Journal of Resources and Ecology >
Research Methodology for Tourism Destination Resilience and Analysis of Its Spatiotemporal Dynamics in the Post-epidemic Period
Received date: 2020-09-06
Accepted date: 2021-01-05
Online published: 2021-11-22
Supported by
The Major Project of Beijing Social Science Foundation(19ZDA11)
As the COVID-19 pandemic continues to spread, the global tourism industry is facing enormous challenges. There is an urgent need to explore an effective path for tourism to recover and revitalize. With the normalization of the epidemic, tourism destinations will pay more attention to the prevention, warning, and coping strategies of the epidemic, and this focus will also be evident in the study of tourism destination resilience in the post-epidemic period.

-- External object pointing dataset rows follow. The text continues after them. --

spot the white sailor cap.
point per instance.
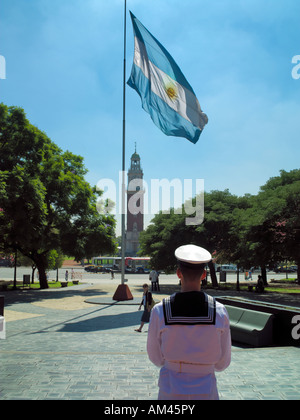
(192, 256)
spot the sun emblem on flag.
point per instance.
(171, 91)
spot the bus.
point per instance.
(132, 264)
(138, 265)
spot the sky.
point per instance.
(64, 67)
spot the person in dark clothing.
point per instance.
(146, 302)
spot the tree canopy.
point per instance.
(253, 230)
(45, 202)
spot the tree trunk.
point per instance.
(264, 274)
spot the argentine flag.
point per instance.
(166, 94)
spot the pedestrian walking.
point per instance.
(147, 303)
(189, 334)
(153, 279)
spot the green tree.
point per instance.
(45, 202)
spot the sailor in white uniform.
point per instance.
(189, 334)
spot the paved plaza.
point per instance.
(60, 347)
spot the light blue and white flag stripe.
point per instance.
(166, 94)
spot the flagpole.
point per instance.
(123, 293)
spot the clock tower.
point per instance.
(135, 205)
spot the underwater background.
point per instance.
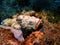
(11, 7)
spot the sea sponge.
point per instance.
(34, 37)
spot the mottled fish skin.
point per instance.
(17, 33)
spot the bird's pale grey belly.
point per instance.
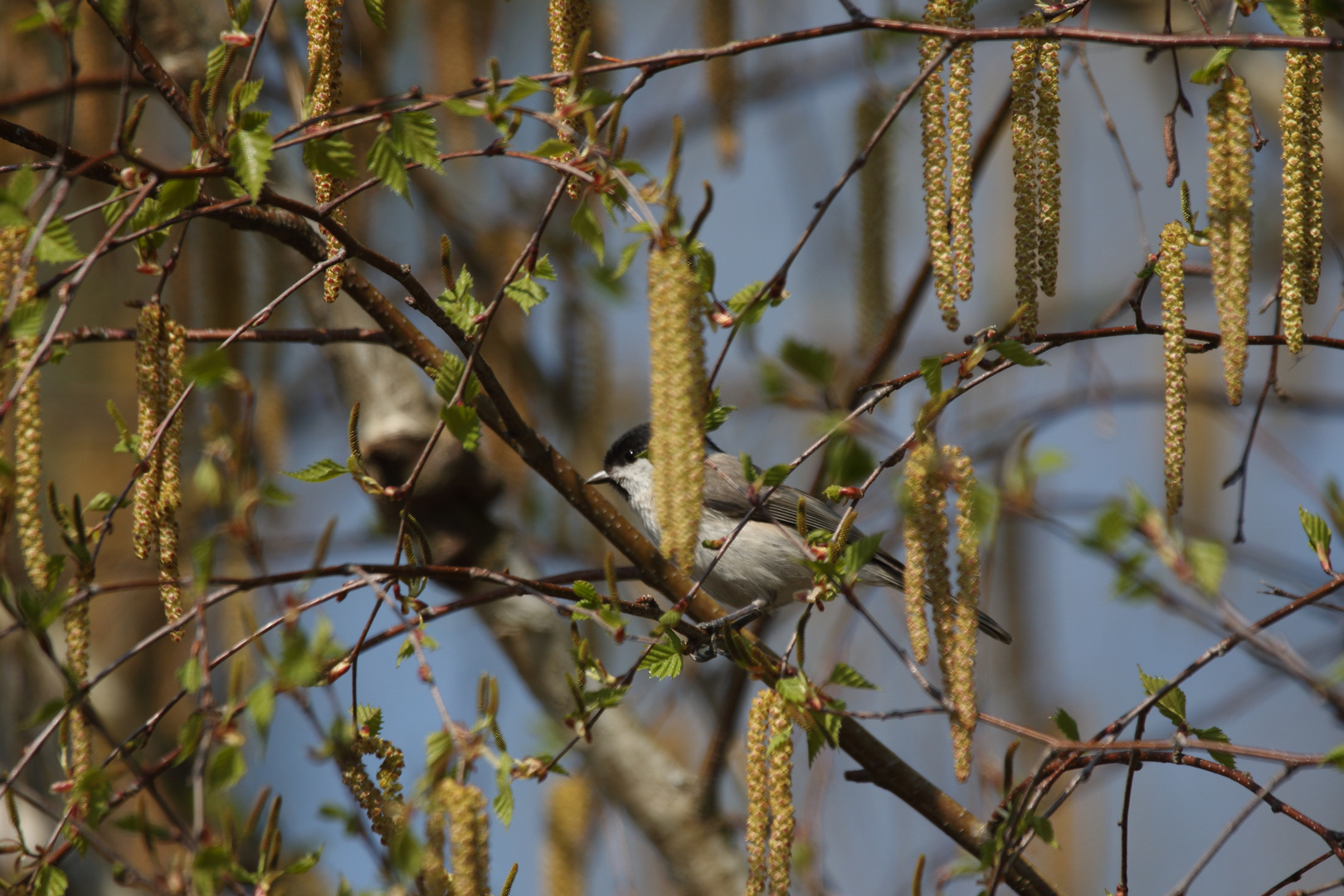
(773, 572)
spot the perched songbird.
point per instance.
(761, 570)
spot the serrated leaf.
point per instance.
(414, 136)
(1287, 15)
(1172, 704)
(813, 364)
(251, 151)
(1018, 353)
(526, 292)
(375, 14)
(225, 768)
(930, 368)
(847, 676)
(665, 659)
(1207, 563)
(319, 472)
(1066, 724)
(587, 227)
(1215, 67)
(464, 423)
(383, 163)
(332, 156)
(553, 148)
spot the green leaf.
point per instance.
(795, 688)
(1317, 535)
(191, 674)
(1066, 724)
(930, 368)
(665, 659)
(815, 364)
(1207, 562)
(520, 90)
(375, 14)
(319, 472)
(1018, 353)
(1172, 704)
(526, 292)
(1215, 733)
(383, 163)
(464, 423)
(553, 148)
(587, 227)
(251, 149)
(1215, 67)
(331, 156)
(1287, 15)
(226, 768)
(261, 704)
(414, 136)
(845, 676)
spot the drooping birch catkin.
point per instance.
(324, 62)
(874, 290)
(1230, 223)
(169, 470)
(721, 77)
(676, 355)
(1025, 173)
(27, 423)
(960, 69)
(149, 411)
(923, 501)
(569, 813)
(758, 801)
(1047, 167)
(962, 687)
(782, 800)
(934, 141)
(569, 21)
(1171, 275)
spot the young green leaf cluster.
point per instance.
(1304, 169)
(1035, 140)
(1171, 275)
(1230, 222)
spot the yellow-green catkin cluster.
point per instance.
(569, 21)
(962, 617)
(676, 353)
(468, 833)
(1171, 275)
(1230, 222)
(1300, 125)
(874, 290)
(715, 32)
(27, 419)
(160, 353)
(1035, 140)
(926, 539)
(324, 89)
(769, 829)
(569, 813)
(934, 145)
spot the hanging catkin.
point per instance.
(960, 67)
(934, 141)
(1025, 171)
(1230, 222)
(324, 91)
(676, 355)
(1171, 275)
(27, 421)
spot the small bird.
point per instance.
(761, 570)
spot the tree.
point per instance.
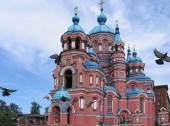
(7, 117)
(35, 109)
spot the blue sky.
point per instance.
(30, 32)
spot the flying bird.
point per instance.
(161, 57)
(89, 102)
(56, 57)
(6, 92)
(47, 97)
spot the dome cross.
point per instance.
(75, 10)
(101, 4)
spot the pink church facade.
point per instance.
(96, 84)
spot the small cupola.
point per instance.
(62, 95)
(75, 27)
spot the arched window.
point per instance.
(91, 79)
(141, 104)
(94, 105)
(109, 104)
(68, 79)
(81, 103)
(77, 43)
(56, 111)
(69, 116)
(81, 78)
(69, 43)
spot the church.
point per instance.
(96, 83)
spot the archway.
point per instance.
(68, 79)
(125, 117)
(77, 43)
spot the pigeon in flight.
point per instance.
(6, 92)
(47, 97)
(161, 57)
(56, 57)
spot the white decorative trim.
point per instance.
(72, 107)
(67, 68)
(123, 110)
(54, 105)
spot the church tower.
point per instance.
(95, 84)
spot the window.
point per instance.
(97, 80)
(56, 81)
(65, 46)
(109, 104)
(82, 45)
(81, 103)
(91, 79)
(116, 47)
(67, 61)
(141, 105)
(81, 78)
(158, 92)
(68, 79)
(100, 47)
(69, 43)
(110, 47)
(94, 105)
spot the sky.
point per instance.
(30, 32)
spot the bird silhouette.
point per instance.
(47, 97)
(56, 57)
(161, 57)
(6, 92)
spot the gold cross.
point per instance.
(101, 4)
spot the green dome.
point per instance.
(75, 27)
(102, 27)
(62, 94)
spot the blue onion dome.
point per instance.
(92, 65)
(102, 27)
(133, 91)
(75, 19)
(134, 58)
(91, 51)
(128, 54)
(62, 94)
(110, 88)
(102, 18)
(139, 78)
(75, 27)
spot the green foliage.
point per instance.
(9, 114)
(35, 109)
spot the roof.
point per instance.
(75, 27)
(91, 65)
(133, 91)
(161, 86)
(134, 57)
(110, 88)
(102, 27)
(139, 78)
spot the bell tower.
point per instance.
(118, 62)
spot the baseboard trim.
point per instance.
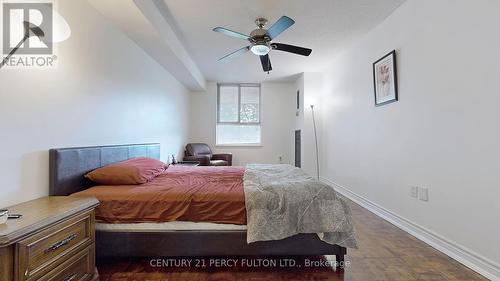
(472, 260)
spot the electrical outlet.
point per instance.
(414, 191)
(423, 193)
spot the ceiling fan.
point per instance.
(260, 41)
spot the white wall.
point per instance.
(277, 120)
(444, 132)
(104, 91)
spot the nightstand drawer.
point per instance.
(79, 267)
(39, 252)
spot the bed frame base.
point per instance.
(208, 243)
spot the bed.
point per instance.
(68, 167)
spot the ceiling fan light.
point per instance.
(260, 49)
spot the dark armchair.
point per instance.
(202, 153)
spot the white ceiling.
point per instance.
(326, 26)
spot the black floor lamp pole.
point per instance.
(4, 61)
(316, 142)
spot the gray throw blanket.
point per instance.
(282, 201)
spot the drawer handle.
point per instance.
(71, 277)
(61, 243)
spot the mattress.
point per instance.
(189, 194)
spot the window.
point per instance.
(238, 114)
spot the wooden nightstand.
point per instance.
(54, 240)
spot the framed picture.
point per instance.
(385, 79)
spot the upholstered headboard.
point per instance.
(69, 165)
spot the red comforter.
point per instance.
(196, 194)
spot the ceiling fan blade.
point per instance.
(278, 27)
(236, 53)
(231, 33)
(266, 63)
(291, 49)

Some studies on the epidemic and the resilience of tourism are currently underway, but few of them are integrated with research on the resilience of tourism destinations in the post-epidemic period, although no systematic research ideas or methods have been found. Based on resilience theory, this paper summarizes the general research ideas and develops an epidemic resilience model suitable for urban tourism destinations. The present study also proposes a set of research methods based on the index system to analyze the resilience and its spatiotemporal dynamic characteristics of tourism destinations in the post-epidemic period. The methodology can be divided into three stages: Firstly, construct the conceptual model and evaluation system for tourism destination resilience; Secondly, select case sites for empirical analysis, measure the resilience of tourism destinations, and analyze the characteristics of spatiotemporal differences and subsequent factors of influence; And finally, establish an adaptive management mechanism for tourism destinations to use in response to the epidemic and in guiding the formulation of post-epidemic recovery policies.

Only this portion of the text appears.